“Galleon”, Dorian Gray, and Immortality

My sci-fi novelette “Galleon” is in the current (July/August 2017) issue of Analog. And a podcast of my dark fantasy story “The JPEG of Dorian Gray” is available from the nice folks at Third Flatiron.

The stories have nothing to do with each other narratively, nor do they even take place in the same universe: “Galleon” is part of my “War Hero” series, while the further escapades of Mr. Gray are a standalone tale.

Yet thematically they are literary cousins.

Analog July August 2017 “Galleon” is about an intelligent spacefaring vessel that makes trading runs between two star systems. The idea occurred to me when I was reading about eighteenth century Spanish galleons and the maintenance that went into them to keep them seaworthy. I thought of how ships would pass from one captain to the next, crews being rotated out, new missions assigned… and the titular character was born.

Artificial intelligence has been explored in fiction since the myth of Talos. It’s also an increasingly visible headline among the princes of the tech industry who warn that today’s Siri could lead to tomorrow’s Skynet. The problem with a majority of these conceptualizations is anthropocentricism–the AIs being depicted as fundamentally human. Even when this is avoided, we still end up seeing them on typically human timescales. “Galleon” explores an intelligence on the order of thousands of years.

“The JPEG of Dorian Gray” goes further than that. Sure, we’ve seen ample immortals in fiction, from Dracula to Duncan McLeod, covering a few hundred or few thousand years of life. My sequel to Oscar Wilde’s story was written to explore immortality on the order of millions of years, in which our undying decadent has outlived his own species and exists in a world of rising seas and evolving animals. Like “Galleon”, he represents a different magnitude of existence.

It’s a magnitude of existence I think deserves some exploration. Not just in literature, but in reality.

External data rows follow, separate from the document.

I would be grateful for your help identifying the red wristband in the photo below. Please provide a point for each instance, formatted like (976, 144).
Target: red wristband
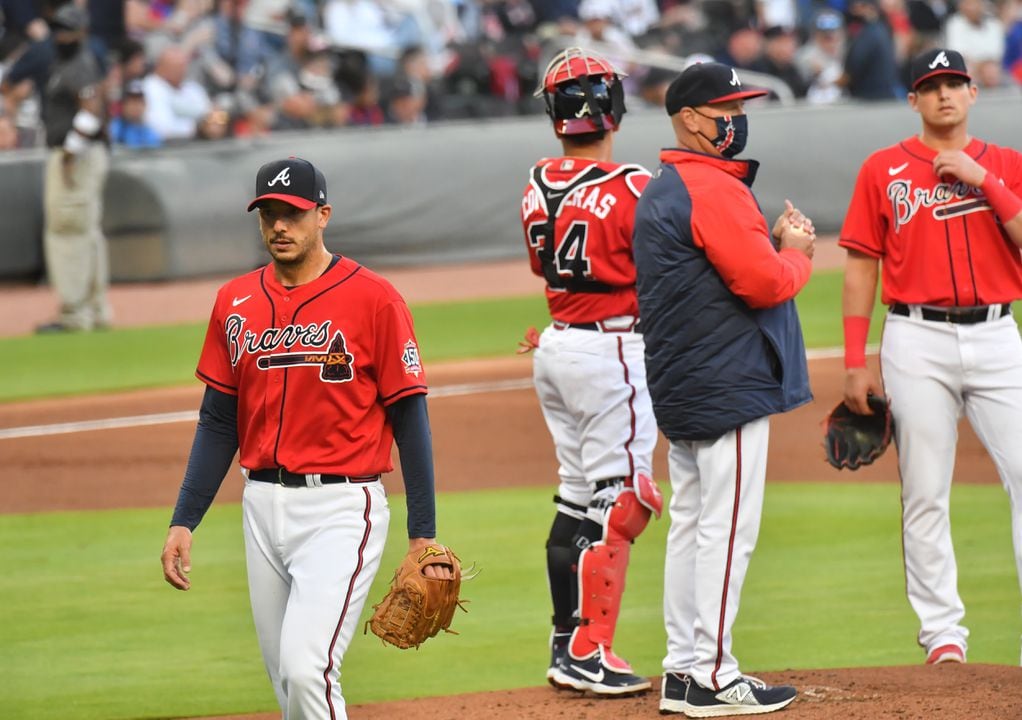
(1004, 201)
(856, 329)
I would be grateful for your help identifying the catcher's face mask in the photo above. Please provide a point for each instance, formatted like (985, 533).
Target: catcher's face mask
(583, 93)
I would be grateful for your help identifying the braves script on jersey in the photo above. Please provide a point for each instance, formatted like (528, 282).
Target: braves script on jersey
(340, 346)
(590, 272)
(949, 248)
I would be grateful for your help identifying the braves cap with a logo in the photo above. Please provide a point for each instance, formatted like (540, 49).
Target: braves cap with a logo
(705, 84)
(294, 181)
(937, 61)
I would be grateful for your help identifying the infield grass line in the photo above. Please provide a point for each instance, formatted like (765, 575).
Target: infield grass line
(92, 631)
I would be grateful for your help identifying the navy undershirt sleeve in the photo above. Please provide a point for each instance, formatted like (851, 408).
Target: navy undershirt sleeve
(213, 449)
(410, 421)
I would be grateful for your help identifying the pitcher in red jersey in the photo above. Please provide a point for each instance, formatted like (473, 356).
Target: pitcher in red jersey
(312, 371)
(937, 221)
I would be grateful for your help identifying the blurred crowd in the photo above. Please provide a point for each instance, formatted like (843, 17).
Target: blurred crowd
(202, 69)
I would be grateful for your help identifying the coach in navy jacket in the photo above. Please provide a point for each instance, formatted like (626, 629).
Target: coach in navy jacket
(724, 351)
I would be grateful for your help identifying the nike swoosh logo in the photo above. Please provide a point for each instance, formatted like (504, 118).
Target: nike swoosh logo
(594, 676)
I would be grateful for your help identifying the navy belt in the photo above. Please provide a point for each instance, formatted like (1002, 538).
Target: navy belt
(958, 316)
(599, 326)
(284, 477)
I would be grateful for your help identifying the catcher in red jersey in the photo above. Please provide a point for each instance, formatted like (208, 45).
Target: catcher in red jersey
(312, 372)
(588, 370)
(937, 221)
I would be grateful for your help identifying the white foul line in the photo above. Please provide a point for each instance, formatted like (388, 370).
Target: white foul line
(191, 416)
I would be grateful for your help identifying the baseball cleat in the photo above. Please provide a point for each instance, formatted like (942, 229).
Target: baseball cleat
(945, 654)
(746, 696)
(602, 673)
(672, 691)
(558, 651)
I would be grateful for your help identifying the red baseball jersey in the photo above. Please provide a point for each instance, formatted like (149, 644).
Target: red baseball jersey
(313, 368)
(589, 268)
(940, 242)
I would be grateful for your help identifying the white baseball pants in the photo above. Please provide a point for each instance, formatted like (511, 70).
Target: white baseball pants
(312, 555)
(932, 372)
(715, 508)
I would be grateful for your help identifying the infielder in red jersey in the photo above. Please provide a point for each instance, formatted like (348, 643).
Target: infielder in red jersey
(941, 213)
(590, 378)
(312, 371)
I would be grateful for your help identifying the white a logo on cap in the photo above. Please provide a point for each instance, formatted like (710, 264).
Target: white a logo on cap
(940, 59)
(283, 177)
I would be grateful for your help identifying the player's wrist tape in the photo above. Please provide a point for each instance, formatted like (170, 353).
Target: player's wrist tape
(1006, 203)
(856, 328)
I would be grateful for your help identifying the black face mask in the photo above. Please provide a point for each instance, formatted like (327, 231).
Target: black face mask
(732, 134)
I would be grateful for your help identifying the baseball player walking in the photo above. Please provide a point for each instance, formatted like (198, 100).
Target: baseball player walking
(724, 351)
(577, 214)
(312, 372)
(941, 213)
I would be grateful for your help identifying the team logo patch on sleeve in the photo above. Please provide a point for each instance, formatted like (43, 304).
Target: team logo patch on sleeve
(410, 358)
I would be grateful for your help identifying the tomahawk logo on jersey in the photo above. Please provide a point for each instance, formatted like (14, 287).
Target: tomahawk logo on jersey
(588, 261)
(953, 250)
(340, 345)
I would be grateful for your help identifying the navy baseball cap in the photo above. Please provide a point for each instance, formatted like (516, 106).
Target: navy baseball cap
(294, 181)
(705, 84)
(937, 61)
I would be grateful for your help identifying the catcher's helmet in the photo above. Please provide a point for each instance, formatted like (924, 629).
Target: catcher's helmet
(583, 93)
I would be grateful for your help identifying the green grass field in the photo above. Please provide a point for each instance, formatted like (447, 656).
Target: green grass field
(91, 630)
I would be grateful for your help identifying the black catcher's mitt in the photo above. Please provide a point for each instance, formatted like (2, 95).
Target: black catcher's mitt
(852, 440)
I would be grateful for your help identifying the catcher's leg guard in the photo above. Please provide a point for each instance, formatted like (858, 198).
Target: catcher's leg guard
(561, 559)
(602, 567)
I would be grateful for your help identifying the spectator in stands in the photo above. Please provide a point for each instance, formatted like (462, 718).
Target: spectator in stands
(415, 64)
(653, 88)
(598, 17)
(407, 102)
(28, 54)
(979, 36)
(75, 176)
(744, 47)
(175, 104)
(778, 58)
(368, 26)
(870, 66)
(821, 60)
(366, 108)
(299, 82)
(264, 29)
(129, 128)
(554, 11)
(106, 30)
(777, 13)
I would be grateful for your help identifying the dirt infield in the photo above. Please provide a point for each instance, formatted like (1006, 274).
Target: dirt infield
(142, 466)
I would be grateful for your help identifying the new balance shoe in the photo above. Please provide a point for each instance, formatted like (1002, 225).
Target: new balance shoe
(674, 688)
(602, 673)
(746, 696)
(945, 654)
(558, 651)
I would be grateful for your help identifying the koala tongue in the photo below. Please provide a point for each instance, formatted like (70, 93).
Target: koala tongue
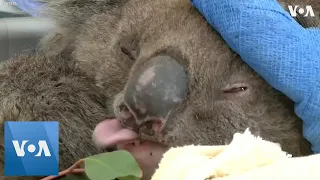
(110, 132)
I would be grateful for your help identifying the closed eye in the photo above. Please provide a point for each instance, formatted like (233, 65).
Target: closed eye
(235, 88)
(127, 53)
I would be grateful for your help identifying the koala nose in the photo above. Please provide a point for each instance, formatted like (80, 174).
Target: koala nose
(155, 89)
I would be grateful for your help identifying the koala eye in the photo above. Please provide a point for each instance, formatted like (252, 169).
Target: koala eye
(235, 88)
(127, 53)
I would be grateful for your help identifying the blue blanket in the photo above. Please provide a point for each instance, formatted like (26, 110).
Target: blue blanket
(284, 53)
(29, 6)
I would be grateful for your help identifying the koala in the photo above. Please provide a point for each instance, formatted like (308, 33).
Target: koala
(167, 78)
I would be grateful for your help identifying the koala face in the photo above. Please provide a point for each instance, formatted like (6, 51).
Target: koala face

I personally don’t consider death “a part of life,” but rather the absolute antithesis to it. We consider seven or eight decades of life as “enough”, because that’s what we have experience with. But what about our Paleolithic progenitors, who lived an average of two or three decades on average? How about the life of a tortoise which is measured in centuries, or that of a bristlecone pine tree which spans all of recorded human civilization?

My cousin died last week. She had woken up, had breakfast, and had probably looked forward to a day of existence like we all take for granted. And this week, one of my best friends, Jay Novella of the Skeptic’s Guide to the Universe, lost his father. The elder Novella suffered a heart attack while going to visit his grandchildren.

Part of life? Why? Our largely accidental fall through the sieve of evolution has been like a ball bearing filtering down through a game of pachinko. We emerged with large brains and short lives. Medical science and sanitation have extended it, but there’s Hayflick limits to contend with.

And yet, death is a physical process. It will likely have a physical solution.

Let’s not talk about “immortality”. Rather, let’s say that in in the future, we’ll have “optional death.” A voluntary pill or neural backup. If you’ve grown tired of life by your eleventy-first birthday or Methuselah party, stop taking the pill and erase your Save file.

I’ve heard people say, “I wouldn’t know what to do with eternity.”

Well, for starters… how about grow an imagination? There are languages I want to learn, countries to explore, books to read, films to watch, games to play, beaches to walk and when you’re tired of that beach there are beaches in Europe and Asia and the Caribbean and Ecuador, and there are different people to go to the beach with. Exhausted that list? I’d like to see what the Xbox 900 is like, with neural upload and senseshare options. Climbed every peak on Earth? There are mountains on Mars. Had sex in every country represented by the United Nations? How about a romp in the Sea of Tranquility, or on the ceiling of a spinship?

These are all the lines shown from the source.